Jl. Lapangan Banteng Timur No.2-4, Jakarta Pusat
 1 50-991    ID | EN      Login Pegawai
 
KPKNL Padang > Artikel
Jadi Warisan Budaya Dunia ke-5 Indonesia, KPKNL Padang telusuri bekas pertambangan batubara, Lubang Mbah Soero Sawahlunto
Yurista Vipriyanti
Jum'at, 20 September 2019   |   518 kali

. .Sawahlunto, kota yang dikelilingi sejumlah bukit seperti Bukit Pola, Bukit Pari dan Bukit Mato Provinsi Sumatera Barat ini merupakan salah satu kota tambang batu bara tertua di kawasan Asia Tenggara. Kota yang hanya memiliki luasan wilayah 274 kilometer persegi dengan jumlah penduduk sekitar 53.000 jiwa ini memiliki sejarah kelam pekerja paksa di pertambangan pada pemerintahan Hindia Belanda. Ombilin Coal Mining Heritage of Sawahlunto atau peninggalan tambang batu bara Ombilin dari Sawahlunto, bukan cuma mempunyai nilai sejarah, namun kawasan tersebut mengandung nilai universal dari sisi ekonomi, budaya hingga teknologi yang menggabungkan ilmu teknik pertambangan bangsa Eropa dengan kearifan lokal.
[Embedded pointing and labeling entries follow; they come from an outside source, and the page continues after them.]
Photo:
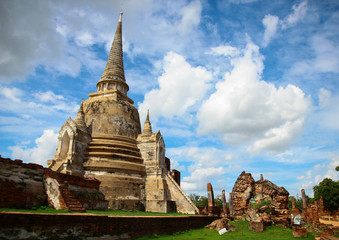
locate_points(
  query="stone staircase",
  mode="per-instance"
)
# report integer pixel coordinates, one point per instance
(70, 200)
(180, 197)
(116, 154)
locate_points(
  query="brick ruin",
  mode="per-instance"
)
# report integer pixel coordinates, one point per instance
(311, 213)
(105, 142)
(28, 185)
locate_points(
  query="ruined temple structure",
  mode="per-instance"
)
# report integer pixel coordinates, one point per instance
(246, 191)
(105, 142)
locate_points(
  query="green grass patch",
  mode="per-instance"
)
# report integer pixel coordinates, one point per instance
(42, 209)
(242, 233)
(50, 210)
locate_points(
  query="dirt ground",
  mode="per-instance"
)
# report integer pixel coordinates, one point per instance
(329, 221)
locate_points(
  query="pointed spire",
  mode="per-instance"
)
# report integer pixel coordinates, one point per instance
(115, 66)
(80, 118)
(147, 130)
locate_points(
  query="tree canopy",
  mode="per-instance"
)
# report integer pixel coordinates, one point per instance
(329, 190)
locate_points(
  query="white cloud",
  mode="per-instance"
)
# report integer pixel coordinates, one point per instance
(299, 12)
(245, 109)
(180, 87)
(319, 172)
(225, 50)
(34, 104)
(271, 24)
(324, 98)
(43, 151)
(200, 177)
(48, 96)
(190, 17)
Agustus lalu, Tim Humas KPKNL Padang berkesempatan menelurusi jejak kelam para pekerja tambang di Sawahlunto dengan mengunjungi museum Situs Lubang Tambang Mbah Soero. Untuk mencapai ke lokasi, membutuhkan waktu kurang lebih 3 jam perjalanan dari Kota Padang. Sesampainya di museum, tim pun disambut oleh pemandu museum. Berbekal helm dan safety shoes, tim pun mulai ke lokasi bekas pertambangan batubaru, Lubang Mbah Soero. Lubang yang kembali dibuka pada 2007 oleh pemerintah daerah ini telah melalui beberapa kali pemugaran untuk keperluan pariwisata. Saluran air dan udara ditambahkan agar pengunjung dapat memasukinya dengan nyaman.

Sepanjang perjalanan, sang pemandu bercerita sejarah asal muasal pertambangan di Sawahlunto hingga kisah kelam para pekerja tambang. Berawal pada tahun 1858, seorang ahli geologi kebangsaan Belanda, de Groet, menemukan kandungan batubara di sekitar Sungai Ombilin, Sumatera Barat. Daerah-daerah di sekitar sungai tersebut mengandung batubara hingga kisaran puluhan juta. Baru pada tahun 1892, produksi pertambangan batubara di Ombilin dimulai.

“Soero adalah nama seorang mandor yang dulu bertugas di sini. Ia dikenal sebagai seorang pekerja keras, tegas, dan disegani oleh para buruh dan orang-orang di sekitarnya. Namanya kemudian diabadikan sebagai nama lubang ini,”tutur sang pemandu. Lubang yang memiliki tinggi dan lebar sekitar 2 m kedalamannya mencapai 15 m dari permukaan tanah, dengan total panjang lubang mencapai ratusan meter. Namun karena proses pemugaran masih berlangsung, panjang lubang yang bisa diakses hanya sejauh 30 m. Di beberapa bagian, pintu lubang yang menuju ke kedalaman lebih ditutup menggunakan terali besi atau disemen rapat. Termasuk salah satunya adalah “rongga pengorbanan” yang dulu digunakan untuk menaruh pekerja tambang yang sekarat. Pintu keluar Lubang Mbah Soero berada di seberang jalan, berhadapan dengan museum atau yang disebut sebagai Galeri Infobox.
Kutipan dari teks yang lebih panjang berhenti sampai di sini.